How important is Deposit Insurance coverage to you? | Local Business

  • Sep, Wed, 2024


ON September 5, the Central Bank of Trinidad and Tobago published a note explaining the role of deposit insurance and the change in the coverage from $125,000 to $200,000, effective October 1.

The note is the third instalment in a Public Education Series launched by the Central Bank to demystify key economic concepts and monetary policy actions for a broad audience, using simple, non-technical language.

We are re-publishing that note for the benefit of our readers.

1. What exactly is deposit insurance?

Deposit insurance offers protection to depositors, up to a certain amount, in case the financial institution in which they put their money, fails. In the case of Trinidad and Tobago at present, the Deposit Insurance Corporation (DIC) will pay out up to $125,000 to account holders if financial institutions covered by this insurance go out of business and are unable to pay depositors.

The principle is simple and has 3 elements:

i) By law, the deposits of certain financial institutions (currently commercial banks, finance houses and trust and merchant banks—a full list is available at the DIC’s website at https://dictt.org/deposit insurance/insured-financial-institutions/ are covered by this insurance;

ii) These institutions are required to pay premiums for this insurance;

iii) The DIC, in business since (year) manages this insurance, collecting premiums and making payouts if necessary.

The idea behind this mandatory deposit insurance is to give confidence to depositors in managing their affairs, thereby promoting stability in the financial system.

2. When would deposit insurance claims kick in?
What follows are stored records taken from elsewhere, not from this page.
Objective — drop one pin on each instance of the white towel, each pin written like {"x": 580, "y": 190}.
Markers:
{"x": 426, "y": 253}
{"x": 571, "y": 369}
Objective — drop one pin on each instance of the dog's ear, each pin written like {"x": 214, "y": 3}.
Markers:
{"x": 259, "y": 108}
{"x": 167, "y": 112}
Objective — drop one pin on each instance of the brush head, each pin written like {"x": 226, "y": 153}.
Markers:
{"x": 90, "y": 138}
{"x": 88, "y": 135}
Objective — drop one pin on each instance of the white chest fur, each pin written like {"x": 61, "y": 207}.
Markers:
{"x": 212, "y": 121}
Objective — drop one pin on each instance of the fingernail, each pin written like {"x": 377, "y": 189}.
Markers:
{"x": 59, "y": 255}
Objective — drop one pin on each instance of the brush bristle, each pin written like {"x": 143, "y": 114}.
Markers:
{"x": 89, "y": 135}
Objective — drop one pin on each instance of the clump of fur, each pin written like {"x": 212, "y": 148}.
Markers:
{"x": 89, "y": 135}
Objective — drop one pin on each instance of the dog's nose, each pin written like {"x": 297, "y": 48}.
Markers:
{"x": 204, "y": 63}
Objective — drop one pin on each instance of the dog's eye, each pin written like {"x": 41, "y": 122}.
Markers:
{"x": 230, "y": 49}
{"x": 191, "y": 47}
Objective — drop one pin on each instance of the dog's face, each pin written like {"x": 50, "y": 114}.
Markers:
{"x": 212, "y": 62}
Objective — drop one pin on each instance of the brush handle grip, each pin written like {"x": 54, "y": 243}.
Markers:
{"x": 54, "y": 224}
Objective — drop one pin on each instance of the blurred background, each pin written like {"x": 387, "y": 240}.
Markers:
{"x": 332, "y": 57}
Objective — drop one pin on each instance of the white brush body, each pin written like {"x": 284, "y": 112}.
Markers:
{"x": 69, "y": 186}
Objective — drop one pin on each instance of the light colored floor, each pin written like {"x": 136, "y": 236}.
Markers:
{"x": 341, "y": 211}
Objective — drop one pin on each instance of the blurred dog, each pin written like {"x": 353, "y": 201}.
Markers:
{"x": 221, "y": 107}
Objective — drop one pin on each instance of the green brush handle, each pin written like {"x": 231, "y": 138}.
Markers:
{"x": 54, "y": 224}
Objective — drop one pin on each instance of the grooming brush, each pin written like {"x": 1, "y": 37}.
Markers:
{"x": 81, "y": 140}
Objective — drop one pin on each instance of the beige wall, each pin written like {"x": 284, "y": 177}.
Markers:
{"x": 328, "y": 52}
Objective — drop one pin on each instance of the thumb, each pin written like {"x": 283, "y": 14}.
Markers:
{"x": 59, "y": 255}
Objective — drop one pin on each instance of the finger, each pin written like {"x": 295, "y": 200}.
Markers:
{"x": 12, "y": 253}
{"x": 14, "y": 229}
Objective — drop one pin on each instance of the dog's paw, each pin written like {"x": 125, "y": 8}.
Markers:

Deposit insurance becomes activated upon the failure/closure of a member financial institution. Payments of claims commence within 90 days of the DIC being notified of the closure of the Institution

3. Does deposit insurance cover all deposits?

Deposit insurance currently covers only savings accounts, chequeing accounts, demand deposits and time deposit accounts held in Trinidad and Tobago dollars at 24 member institutions (banks, finance houses, and trust and merchant banks referred to above) up to a prescribed limit (currently TT$125,0000). It is important to check the DIC’s website (https.dictt.org) for details on the treatment of specific deposits, such as joint or multiple accounts. Deposits in other institutions, such as credit unions, are not covered under this arrangement.

4. So, what’s changing from October 1, 2024 and why?

From October 1, 2024 deposit insurance coverage will increase from TT$125,000 to TT$200,000. The DIC made this proposal, which was supported by the Central Bank of Trinidad and Tobago, and approved by the Minister of Finance, following an analysis of several factors, including the extent of inflation since 2012 when the coverage was last increased from TT$75,000 to TT$125,000; and international benchmarks on appropriate deposit insurance coverage. From October 1, 2024 the premium paid by member Institutions will increase from 0.2% to 0.3% of eligible deposits (the basis for the premium calculation). This increase will be phased in over a two-year period; 0.25% from October 1, 2024 and 0.3% from October 1, 2025.

5. Is there anything the public should do?

There is nothing specific for the general public to do with respect to the change in coverage limit. Persons should, nonetheless, take the opportunity to learn more about how to do financial transactions safely and efficiently, including how deposit insurance can help to protect their savings and their rights and responsibilities as financial consumers and improve their cybersecurity practices in an increasingly digital world. Some avenues include the website and social media pages of the Deposit Insurance Corporation, Central Bank of Trinidad and Tobago’s National Financial Literacy Programme and the Trinidad and Tobago Securities and Exchange Commission.